Repartir de zéro

Le pasteur Jean-Pierre Molina, président du jury du Festival de la BD œcuménique, accompagne fréquemment sa prédication de dessins. Lors du culte œcuménique du Festival, il a essayé de répondre à la question que Nicodème pose à Jésus dans l'évangile de Jean, au chapitre 3 : qu'est-ce que naître de nouveau ? Écoutons-le.

 

Le pasteur Jean-Pierre Molina au Festival d’Angoulême © Claudie de Turckheim

 

 

Jean 3.1-14

 

Nicodème est un homme important. Comme le prophète Jésus de Nazareth sent le fagot*, il vient lui rendre visite de nuit. Sans sommation Jésus lui dit : « Tu dois naître de nouveau. » « Naître de nouveau ? Comment un adulte pourrait-il retourner dans le ventre de sa mère ?! » En effet repartir de zéro suppose qu’on y soit revenu et pour Nicodème ce retour est impossible.

 

© Claudie de Turckheim

D’ailleurs, si cela était possible, comment repartir de zéro sans tourner en rond ? Prenons exemple des problèmes environnementaux : tourner en rond, d’après nos détracteurs, c’est le résultat de nos efforts pour retrouver le paradis perdu de notre planète quand elle n’était pas défigurée par le réchauffement climatique : vous voulez « revenir à la lampe à pétrole », vivre « comme des Amish »… Repartir de zéro, d’accord mais pour aller où ? Pour recommencer les mêmes bêtises avec des outils « durables » ?
À nouveau Nicodème demande : « Comment cela peut-il se faire ? » Jésus répond :« Tu es professeur de théologie et tu ne le sais pas ? Il faut naître d’eau et d’esprit ». Ça veut dire quoi ? Jésus s’engage alors dans un discours hermétique au milieu duquel surgit une image insolite : le serpent « élevé » sur un bâton par Moïse au désert (versets 14 et 15). « De même le Fis de l’Homme doit être élevé afin que quiconque croit en lui ait la vie éternelle ».  

 

 Elle est ici la réponse.
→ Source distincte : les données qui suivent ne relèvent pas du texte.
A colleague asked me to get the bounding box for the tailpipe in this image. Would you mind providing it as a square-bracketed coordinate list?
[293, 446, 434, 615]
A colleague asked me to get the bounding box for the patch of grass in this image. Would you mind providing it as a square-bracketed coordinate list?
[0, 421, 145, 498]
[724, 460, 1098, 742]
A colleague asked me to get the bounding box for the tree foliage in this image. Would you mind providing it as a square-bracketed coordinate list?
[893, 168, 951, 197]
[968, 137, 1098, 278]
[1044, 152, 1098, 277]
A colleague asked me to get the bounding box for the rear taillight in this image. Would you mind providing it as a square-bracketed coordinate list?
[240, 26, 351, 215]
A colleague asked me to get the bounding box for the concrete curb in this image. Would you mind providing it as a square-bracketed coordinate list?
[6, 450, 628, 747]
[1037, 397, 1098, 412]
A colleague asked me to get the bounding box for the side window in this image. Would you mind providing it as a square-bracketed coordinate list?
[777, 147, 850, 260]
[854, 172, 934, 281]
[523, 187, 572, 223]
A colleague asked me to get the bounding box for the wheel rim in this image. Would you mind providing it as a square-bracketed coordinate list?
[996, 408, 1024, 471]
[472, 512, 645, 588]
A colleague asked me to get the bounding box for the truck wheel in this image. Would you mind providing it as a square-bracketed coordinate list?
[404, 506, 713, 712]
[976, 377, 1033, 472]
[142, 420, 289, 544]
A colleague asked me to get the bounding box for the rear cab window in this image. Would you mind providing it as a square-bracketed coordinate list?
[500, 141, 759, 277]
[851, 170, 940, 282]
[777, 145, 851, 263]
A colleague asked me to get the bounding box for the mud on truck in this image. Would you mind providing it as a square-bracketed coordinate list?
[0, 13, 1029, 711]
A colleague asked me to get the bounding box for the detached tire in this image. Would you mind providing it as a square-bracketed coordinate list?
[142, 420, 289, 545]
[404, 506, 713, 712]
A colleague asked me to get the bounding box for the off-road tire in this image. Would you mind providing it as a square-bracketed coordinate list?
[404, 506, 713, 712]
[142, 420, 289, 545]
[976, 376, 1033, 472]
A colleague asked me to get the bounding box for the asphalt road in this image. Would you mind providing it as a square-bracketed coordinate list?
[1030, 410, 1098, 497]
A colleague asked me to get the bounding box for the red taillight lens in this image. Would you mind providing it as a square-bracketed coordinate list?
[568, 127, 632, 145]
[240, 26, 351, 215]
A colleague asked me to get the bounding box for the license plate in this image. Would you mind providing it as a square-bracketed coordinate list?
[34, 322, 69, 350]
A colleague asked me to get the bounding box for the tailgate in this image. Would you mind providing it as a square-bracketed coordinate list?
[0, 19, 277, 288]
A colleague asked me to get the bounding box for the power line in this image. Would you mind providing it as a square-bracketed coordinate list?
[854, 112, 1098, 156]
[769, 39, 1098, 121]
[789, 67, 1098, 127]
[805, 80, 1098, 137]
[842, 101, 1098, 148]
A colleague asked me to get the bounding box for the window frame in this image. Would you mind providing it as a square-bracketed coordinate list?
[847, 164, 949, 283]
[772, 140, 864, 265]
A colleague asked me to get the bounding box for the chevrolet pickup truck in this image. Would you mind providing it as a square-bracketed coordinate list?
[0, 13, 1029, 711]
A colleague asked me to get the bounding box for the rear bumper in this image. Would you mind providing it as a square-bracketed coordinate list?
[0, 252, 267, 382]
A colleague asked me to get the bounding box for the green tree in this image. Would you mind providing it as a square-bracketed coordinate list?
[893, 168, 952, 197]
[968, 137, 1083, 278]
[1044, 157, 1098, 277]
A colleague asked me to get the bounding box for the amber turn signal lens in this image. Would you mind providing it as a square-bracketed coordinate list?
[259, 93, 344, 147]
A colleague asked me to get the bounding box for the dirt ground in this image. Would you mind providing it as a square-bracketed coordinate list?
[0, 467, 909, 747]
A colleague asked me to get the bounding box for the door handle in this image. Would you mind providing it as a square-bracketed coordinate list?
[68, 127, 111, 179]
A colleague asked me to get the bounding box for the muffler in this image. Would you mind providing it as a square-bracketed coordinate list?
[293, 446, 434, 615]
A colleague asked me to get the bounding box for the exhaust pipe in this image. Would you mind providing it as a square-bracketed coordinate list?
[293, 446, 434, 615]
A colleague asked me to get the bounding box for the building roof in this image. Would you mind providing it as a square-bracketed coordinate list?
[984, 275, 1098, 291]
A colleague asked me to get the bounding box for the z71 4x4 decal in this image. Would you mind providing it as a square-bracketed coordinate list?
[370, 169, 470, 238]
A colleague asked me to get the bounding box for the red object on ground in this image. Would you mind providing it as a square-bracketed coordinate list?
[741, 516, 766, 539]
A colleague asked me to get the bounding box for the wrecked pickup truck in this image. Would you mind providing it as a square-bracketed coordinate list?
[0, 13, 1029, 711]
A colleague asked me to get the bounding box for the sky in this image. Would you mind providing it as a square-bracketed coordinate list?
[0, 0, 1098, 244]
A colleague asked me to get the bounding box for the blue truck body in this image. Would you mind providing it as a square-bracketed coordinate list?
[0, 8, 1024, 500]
Sous la forme d’une blague sinistre digne de Charlie Hebdo : le Christ Jésus occupe une position élevée, comme un super-héros, seulement il ne tient que par les clous puisque c’est sur une croix qu’il est « élevé ».

 

Naître d’Esprit passe par la croix (verset 21). Entendons bien : Jésus ne nous demande pas de nous sacrifier, il s’est sacrifié pour que plus personne ne soit traité en bouc émissaire. Jésus monte sur la croix mais c’est Nicodème qui en descend.

 

À ce moment Nicodème, c’est nous. Jésus a choisi de mourir à la place de ses disciples mais d’autres de par le monde meurent sans l’avoir choisi, par la terre polluée ou déstabilisée, par la terre volée ou annexée, par les guerres et les famines… Et la croix nous apprend que c’est pour nous, à notre place : pour nous éviter la guerre chez nous, pour garantir notre niveau de vie, pour protéger notre environnement proche… Et que nous seuls pouvons reconnaître la croix dans ce qui n’est que brutalité subie, le Christ en ceux qui ne sont que victimes abandonnées. Traduction pratique : soigner les gens et la terre. Seul un miracle pourrait arrêter l’effondrement de la vie auquel nous assistons ? Assurément. Mais des miracles se sont déjà produits au cours de notre histoire : rappelons-nous qu’un jour des millions d’humains ont accepté de donner une part de leur salaire pour protéger la vie de leurs semblables, incroyable ! Bien plus coûteux qu’une taxe écolo. Mais on l’a fait. Ça s’est appelé la Sécurité sociale. C’est le rôle des disciples de Jésus de préparer les miracles sans savoir quand ils se produiront, travail généralement invisible, souvent décourageant, fréquemment à reprendre de zéro – croix et conversion.

 

Si nous n’y croyons pas, à quoi sert la foi ?

 

Pasteur Jean-Pierre Molina

 

* Sentir le fagot = être soupçonné d’hérésie.